Bailing Out Organized Crime
"It's distasteful," the Treasury secretary said, "but it is essential if this country is going to be restored to full economic health. We've bailed out the banks. We've bailed out the auto industry. We're bailing out insurance companies and the housing sector. Now we must take the next step. This organization is part of the very warp and woof of our nation. We literally have a gun to our heads."
Standing behind the secretary as he spoke at a news conference yesterday was a man later identified as William P. "Billy the Bailout" Baritone. The president has nominated Baritone for the newly created post of assistant secretary of the Treasury for illegal affairs. Baritone has spent his entire career in organized crime and is expected to win easy confirmation in the Senate, where many members credit his organization with being a major job creator in their states.
Baritone concurred with the secretary's analysis of the situation. "A gun to your head," he said with a grin, and a wave of the raincoat draped over his right hand. "I like that. And don' you fugget it." He then moved the raincoat with his left hand, revealing an apple in his right, took a large bite out of it, and burst out laughing.
"What did you think?" he snorted. "You think I would whack the secretary of the Treasury in the middle of a press conference? You been watching too many reruns of 'The Sopranos.' We don't operate like that anymore. We're legitimate businesspeople. And as such we believe that in these difficult times it is our patriotic duty to behave like legitimate businesspeople, and that means demanding the government give us billions of dollars."
Baritone grew expansive. "It's like this, y'see. You gotta change with the times. It used to be that so-called legitimate businesses like the car companies would, you know, like, make cars. And then they would sell the cars at a profit. But that business model doesn't seem to work anymore. You like that term? Business model? I do. Really sounds like you know what you're talkin' about.

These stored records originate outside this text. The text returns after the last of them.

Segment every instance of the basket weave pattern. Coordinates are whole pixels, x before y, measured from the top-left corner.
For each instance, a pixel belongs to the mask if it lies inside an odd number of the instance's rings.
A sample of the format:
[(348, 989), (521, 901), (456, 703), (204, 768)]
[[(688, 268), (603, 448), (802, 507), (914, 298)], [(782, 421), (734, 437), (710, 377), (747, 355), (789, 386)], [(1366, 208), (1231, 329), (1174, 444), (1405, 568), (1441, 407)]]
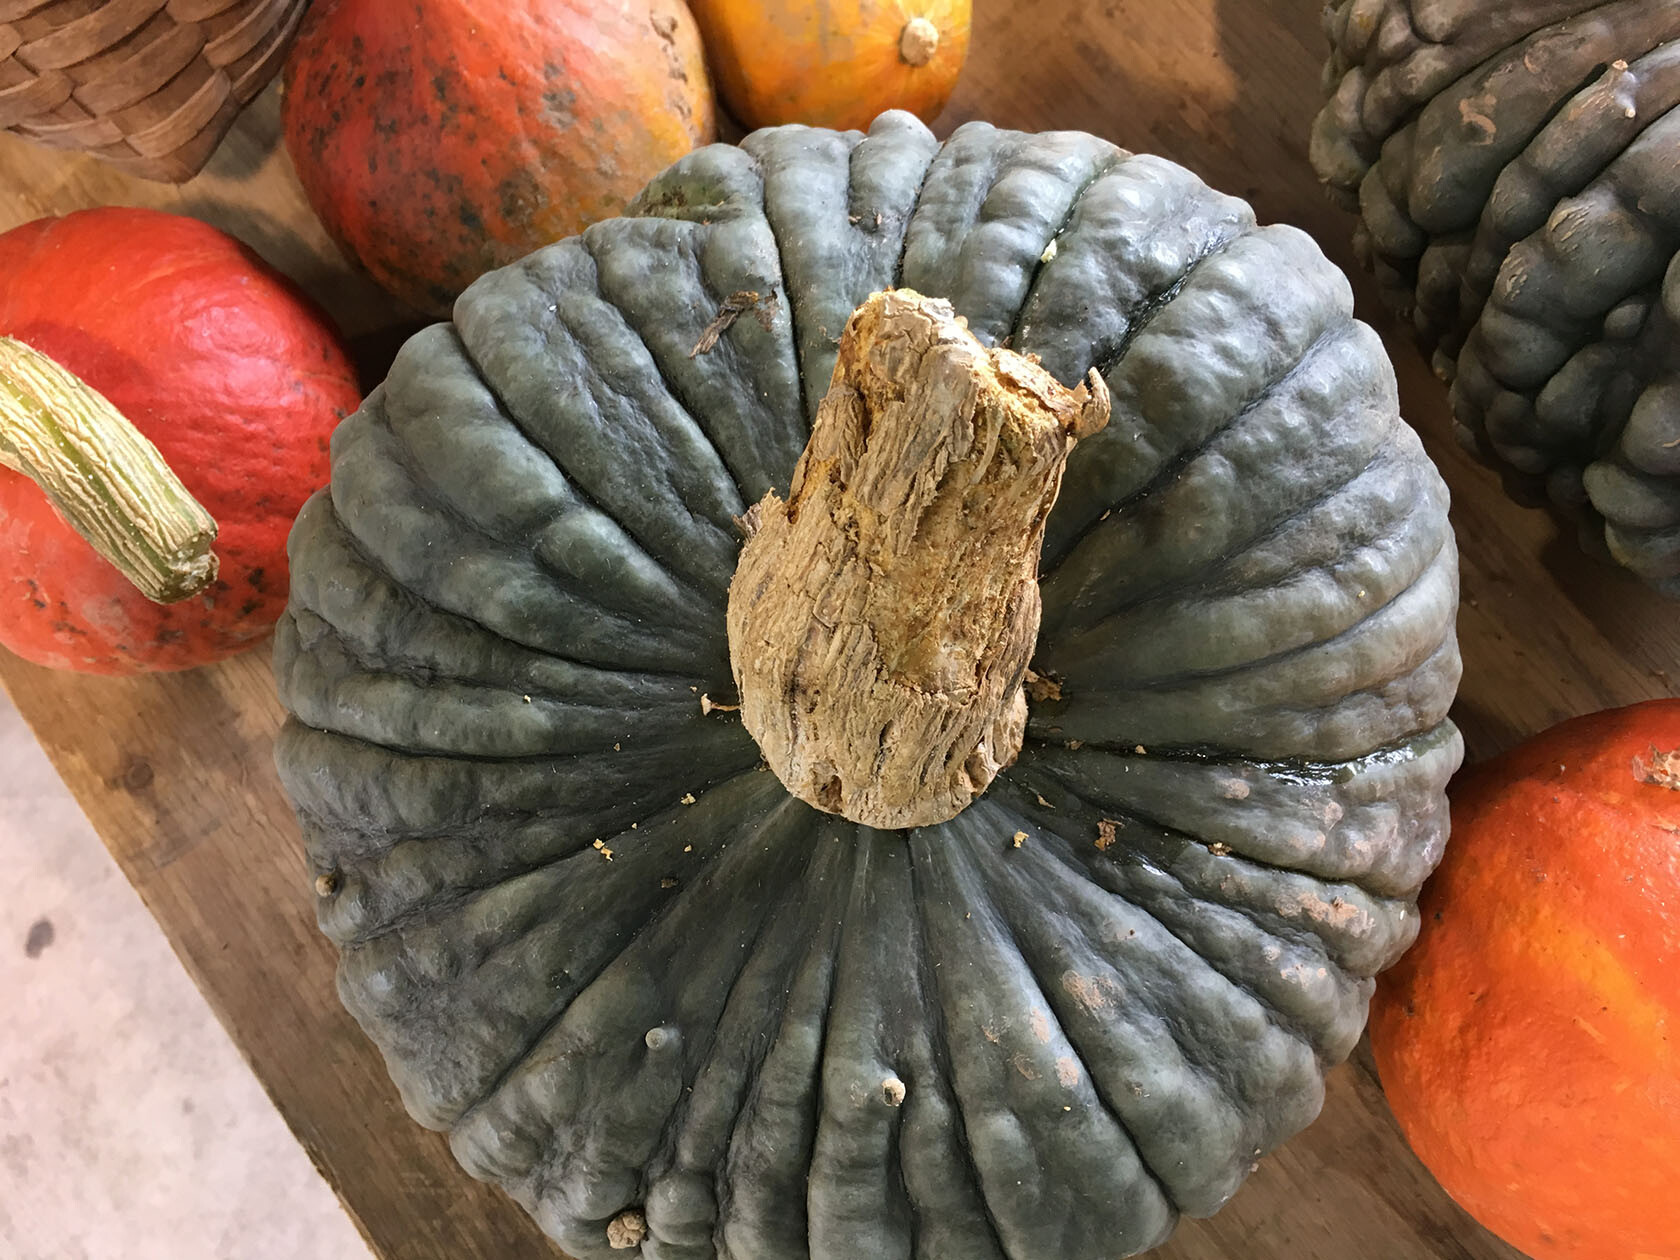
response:
[(280, 67), (308, 0), (0, 0), (0, 127), (178, 182)]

"Anyway, my organization had a different business model. We would borrow one of these cars, open the trunk and stuff someone inside. Then we would call his family and demand, say, a million dollars to open the trunk and let him out. A million bucks -- can you imagine? Were we suckers, or what?" Baritone smacked his palm against the side of his head and sighed deeply.
"Still," he shrugged, "it was a nice little business, until these legitimate guys started horning in on our territory. Only instead of a measly million, they demanded billions. Billions! And here's the real beauty part." Baritone leaned forward and whispered conspiratorially. "They didn't even need to stuff anybody in the trunk of a car. They didn't need to grab any hostages. They were their own hostages. 'Give me billions of dollars and I don't get hurt.' Brilliant! I t'ink they call it . . . what?"
"Too big to fail," the Treasury secretary chimed in helpfully.
"Dat's right," said the soon-to-be assistant secretary. "Too big to fail. And then they have the friggin' cojones to accuse us of going legit just because we want a small rescue package of $10 to $15 billion, at least in the first tranche." Baritone grinned. "I just love that word 'tranche.' Kinda sounds like something to whack someone with -- if we did that stuff anymore."
The Treasury secretary also announced yesterday that in addition to the direct payment of up to $15 billion -- in unmarked bills, which National Economic Council Chairman Lawrence Summers will leave in a locker at a D.C. bus station -- a further $30 billion would be set aside in a special Loan Shark Facility, to prevent the credit freeze that has infected banks from spreading to the still-healthy loan-shark sector. The guarantee would also cover payments to registered protection rackets.
"We could all learn a lot from loan sharks," Summers said yesterday in what was widely acclaimed as the eagerly awaited first faux pas of his new job. "While loans by banks and mortgage companies continue to go into default at a high rate, you rarely run into someone who has defaulted on money owed to a loan shark. Further research will be necessary to determine why this is so."
A news release issued yesterday by the American Society of Sub-Sub-Subprime Lenders noted that: "Throughout this crisis, America's loan sharks have kept the lending window open, even as other financial institutions slammed it on people's fingers."
Mr. Baritone amplified: "We only slam a window on people's fingers when they don't pay up."